/THUTag

A Package of Keyphrase Extraction and Social Tag Suggestion

Primary LanguageJavaMIT LicenseMIT

THUTag: A Package of Kephrase Extraction and Social Tag Suggetion

==============

Table of Content

==============

Part I : THUTag Contents

Part II : How To Compile THUTag

Part III : How To Run Cross-validation of THUTag

Part IV : Input File Formats of Cross-validation

Part V : Output File Formats of Cross-validation

Part VI : How To Run UI && Testing a single passage of THUTag

Part VII : Input File Formats of UI && Testing a single passage

Part VIII: Output File Formats of UI && Testing a single passage

Part IX : Literature

Part X : License

Part XI : Authors

Part XII : Appendix

Part I: THUTag Contents

==============

The package contains mutiple algorithms for Keyphrase Extraction and Social Tag Suggestion including a Cross-Validation Evaluator.

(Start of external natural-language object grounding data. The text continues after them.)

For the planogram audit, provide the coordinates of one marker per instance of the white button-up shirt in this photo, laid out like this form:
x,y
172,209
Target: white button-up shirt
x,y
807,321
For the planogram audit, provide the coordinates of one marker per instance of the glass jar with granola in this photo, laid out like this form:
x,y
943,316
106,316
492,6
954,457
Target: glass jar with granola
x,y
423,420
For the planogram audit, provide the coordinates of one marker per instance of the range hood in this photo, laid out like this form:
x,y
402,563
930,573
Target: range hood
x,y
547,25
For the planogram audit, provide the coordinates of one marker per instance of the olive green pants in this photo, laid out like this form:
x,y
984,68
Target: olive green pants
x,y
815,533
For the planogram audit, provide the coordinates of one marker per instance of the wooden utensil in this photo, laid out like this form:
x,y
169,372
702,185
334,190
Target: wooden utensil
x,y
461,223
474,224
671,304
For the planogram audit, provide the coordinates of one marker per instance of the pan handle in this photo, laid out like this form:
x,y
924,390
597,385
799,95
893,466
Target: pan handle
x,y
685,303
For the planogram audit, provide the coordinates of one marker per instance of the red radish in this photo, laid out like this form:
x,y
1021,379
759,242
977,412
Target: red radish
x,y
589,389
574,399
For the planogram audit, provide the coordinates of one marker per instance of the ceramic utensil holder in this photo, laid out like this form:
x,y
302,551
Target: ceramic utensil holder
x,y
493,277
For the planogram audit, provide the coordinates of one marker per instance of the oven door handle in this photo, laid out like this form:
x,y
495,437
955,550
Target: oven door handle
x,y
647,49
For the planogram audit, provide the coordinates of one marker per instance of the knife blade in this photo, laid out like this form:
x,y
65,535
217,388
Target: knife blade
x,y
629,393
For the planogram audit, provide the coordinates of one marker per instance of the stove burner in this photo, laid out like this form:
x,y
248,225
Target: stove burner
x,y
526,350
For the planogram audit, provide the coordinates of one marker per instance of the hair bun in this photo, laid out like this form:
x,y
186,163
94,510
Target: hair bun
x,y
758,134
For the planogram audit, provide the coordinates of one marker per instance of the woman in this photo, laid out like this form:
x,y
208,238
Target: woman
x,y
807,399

./build : Working directory

./demo/GIZA++ ./demo/mkcls ./demo/plain2snt.out : Essential to running WTM/WAM/WAM*

./basepackage/ : some codes achieve things such as word segmentation, pagerank and so on

Part II: How To Compile THUTag

==============

Environment : java (support java 1.8.0) , Linux

ant : Start a terminal in the directory ./THUTag/, input command ant and then THUTag will be compiled; or you can choose the build.xml for ant build in eclipse.

Part III: How To Run Cross-validation of THUTag

==============

There are a lot of examples in file ./Command_Example.And there is a demo in ./demo.You'd use commandline to run the algorithm beacuse it need to set the working RAM.

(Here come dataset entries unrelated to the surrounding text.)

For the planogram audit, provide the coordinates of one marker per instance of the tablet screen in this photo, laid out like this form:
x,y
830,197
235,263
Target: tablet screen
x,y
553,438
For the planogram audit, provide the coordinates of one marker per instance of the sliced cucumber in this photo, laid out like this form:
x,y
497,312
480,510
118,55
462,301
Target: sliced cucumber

Test a single algorithm using Cross Evaluation : Specific commands can be found in file command, a Training Class is corresponding to exactly a Suggesting Class. (Part VII Appendix show the correspondence between Training Class and Suggesting Class)

Parameters :

--dataset="Input file path"
--trainer_class="Name of Training Class"
--suggester_class="Name of Suggesting Class"
--num_folds="Num the file divided into"
--config="Parameter1=Value1;Parameter2=Value2;..."(The parameters can be dataType, k, numtopics, niter, etc.. Parameters vary with models and no parameter means using default values)
--working_dir="Working directory,a Working directory is used for storing a model for one algorithm"
--report="Path of report"

e.g.

java -Xmx5G
-jar tagsuggest.jar evaluation.CrossValidator 
--dataset=/data/disk1/private/ydm/data/bookPost70000.dat 
--trainer_class=TrainWTM 
--suggester_class=SMTTagSuggest 
--num_folds=5 
--config="dataType=DoubanPost;para=0.5;minwordfreq=10;mintagfreq=10;selfTrans=0.2;commonLimit=2" --working_dir=/data/disk1/private/ydm/tryWTM/ --at_n=10 --report=/data/disk1/private/ydm/report/evaluation_WTMreal.txt

-Xmx5G is set the working RAM.

The default path of book.model and chinese_stop_word.txt is the same with the path of tagsuggest.jar. If you need change the path of them, you should add model="Path of both of them" to --config. book.model is used for maximum forward word-segmentation for data that focus on books and chinese_stop_word records the stop words in chinese. e.g. --config="model=/home/meepo/TagSuggestion;dataType=DoubanPost;"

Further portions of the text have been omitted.